L'ordonnance du 23 mars dernier (ordonnance du 23 mars 2006, n° 2006-346, relative aux sûretés N° Lexbase : L8127HHH) permet de rendre plus lisible le droit des sûretés, simplifie le mode de réalisation des sûretés et contribue à une modernisation de l'hypothèque. Afin d'examiner la portée pratique des ces changements, une Rencontre-Lamy, présidée par Daniel Tricot, président de la Chambre commerciale de la Cour de cassation, et animée par Gaëlle Marraud des Grottes, a eu lieu, le 5 mai dernier, avec pour thème "La réforme du droit des sûretés. Incidences pratiques". Sont intervenus, au cours de cette journée, Laurent Aynès, Professeur à l'Université Panthéon-Sorbonne, Paris I, Annie Bac, Directeur des affaires juridiques, Fédération bancaire française, Pierre Crocq, Professeur à l'Université Panthéon-Assas, Paris II, Philippe Dupichot, Professeur à l'Université du Maine, Avocat au Barreau de Paris, Eliane Frémeaux, Notaire à Paris, et Michel Grimaldi, Professeur à l'Université Panthéon-Assas, Paris II, Président de l'Association Henri Capitant des Amis de la Culture Juridique Française. Daniel Tricot, à cette occasion, a souligné le côté apaisant du rapport au Président de la République relatif à l'ordonnance du 23 mars 2006, puisqu'il a pour objectif de "moderniser les sûretés afin de les rendre lisibles et efficaces tant pour les acteurs économiques que pour les citoyens tout en préservant l'équilibre des intérêts en présence". Et d'ajouter que cette réforme apporte des règles innovantes qui facilitent la constitution des sûretés, en élargissent les assiettes, et se soucient de la protection de ceux qui recourent au crédit. Nous nous consacrerons, ici, à l'intervention de Laurent Aynès, portant sur le gage de meubles corporels. L'ordonnance du 23 mars 2006 introduit une réforme profonde des sûretés réelles en droit français, et notamment, des sûretés portant sur les meubles corporels. Il s'agit de la première réforme générale en la matière depuis 1804. En effet, le législateur intervenait, auparavant, de manière ponctuelle, et ces interventions ponctuelles avaient deux caractéristiques : d'une part, elles touchaient au domaine de la vie commerciale et, d'autre part, elles consistaient à organiser un gage sans dépossession, celle-ci étant remplacée par une publicité.
Cette ordonnance réforme donc les sûretés mobilières de droit commun, tout en laissant subsister les régimes spéciaux. Un autre point est à souligner : ce sont les sûretés conventionnelles qui se trouvent réformées par l'ordonnance, phénomène qui s'inscrit dans un mouvement général d'un recul des sûretés légales face aux sûretés conventionnelles.

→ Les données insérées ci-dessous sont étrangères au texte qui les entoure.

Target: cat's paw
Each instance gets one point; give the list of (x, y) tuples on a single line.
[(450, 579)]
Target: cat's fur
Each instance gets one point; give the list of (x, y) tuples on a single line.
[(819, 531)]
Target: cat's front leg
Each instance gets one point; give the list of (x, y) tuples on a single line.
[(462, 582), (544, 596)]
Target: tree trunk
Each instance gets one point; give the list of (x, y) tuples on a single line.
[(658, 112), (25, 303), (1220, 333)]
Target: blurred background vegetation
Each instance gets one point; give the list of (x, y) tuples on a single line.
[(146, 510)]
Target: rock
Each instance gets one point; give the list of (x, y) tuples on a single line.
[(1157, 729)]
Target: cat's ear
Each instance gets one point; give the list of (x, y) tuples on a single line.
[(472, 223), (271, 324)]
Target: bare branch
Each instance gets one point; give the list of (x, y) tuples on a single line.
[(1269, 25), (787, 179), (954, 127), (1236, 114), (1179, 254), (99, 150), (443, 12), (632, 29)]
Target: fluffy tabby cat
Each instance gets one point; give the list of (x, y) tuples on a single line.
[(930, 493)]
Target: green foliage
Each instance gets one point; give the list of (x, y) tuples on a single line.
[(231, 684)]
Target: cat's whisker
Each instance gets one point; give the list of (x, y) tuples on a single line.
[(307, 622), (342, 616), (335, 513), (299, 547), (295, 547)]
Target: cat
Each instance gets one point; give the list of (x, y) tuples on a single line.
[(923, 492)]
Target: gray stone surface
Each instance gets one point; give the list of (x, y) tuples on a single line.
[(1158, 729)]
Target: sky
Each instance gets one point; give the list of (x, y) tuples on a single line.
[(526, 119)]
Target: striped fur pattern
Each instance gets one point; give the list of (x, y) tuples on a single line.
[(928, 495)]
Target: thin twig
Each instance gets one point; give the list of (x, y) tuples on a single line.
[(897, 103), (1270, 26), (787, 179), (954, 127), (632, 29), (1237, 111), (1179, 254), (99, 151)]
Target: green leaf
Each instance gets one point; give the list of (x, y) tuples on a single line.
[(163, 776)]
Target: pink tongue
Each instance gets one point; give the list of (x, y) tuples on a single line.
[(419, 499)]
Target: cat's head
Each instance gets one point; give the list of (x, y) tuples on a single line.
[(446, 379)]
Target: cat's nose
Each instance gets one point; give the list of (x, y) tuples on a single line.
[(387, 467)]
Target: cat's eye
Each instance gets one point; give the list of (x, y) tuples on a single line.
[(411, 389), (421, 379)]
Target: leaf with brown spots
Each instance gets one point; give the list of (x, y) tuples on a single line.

I - Etat du droit français des sûretés mobilières avant la réforme

Le droit français des sûretés, avant la réforme, était d'une faible efficacité et emprunt de rigidité, comme en témoignent quatre points.

1. Le gage était un contrat réel et impliquait donc la dépossession du constituant, que le gage soit civil ou commercial. L'article L. 521-2 du Code de commerce (N° Lexbase : L6744AIM), qui énonce que, "dans tous les cas, le privilège ne subsiste sur le gage qu'autant que ce gage a été mis et est resté en la possession du créancier ou d'un tiers convenu entre les parties", témoigne de l'exigence centrale de la dépossession.

2. Par ailleurs, les gages sans dépossession étaient tous spéciaux, en ce sens qu'ils nécessitaient un texte spécial (cf. le nantissement de matériel et outillage, les warrants, le gage automobile). Par conséquent, en l'absence de texte spécial, le gage sans dépossession était impossible.

3. De plus, la nécessité de la dépossession rendait impossible le gage d'un meuble futur, ou difficile le gage d'un stock.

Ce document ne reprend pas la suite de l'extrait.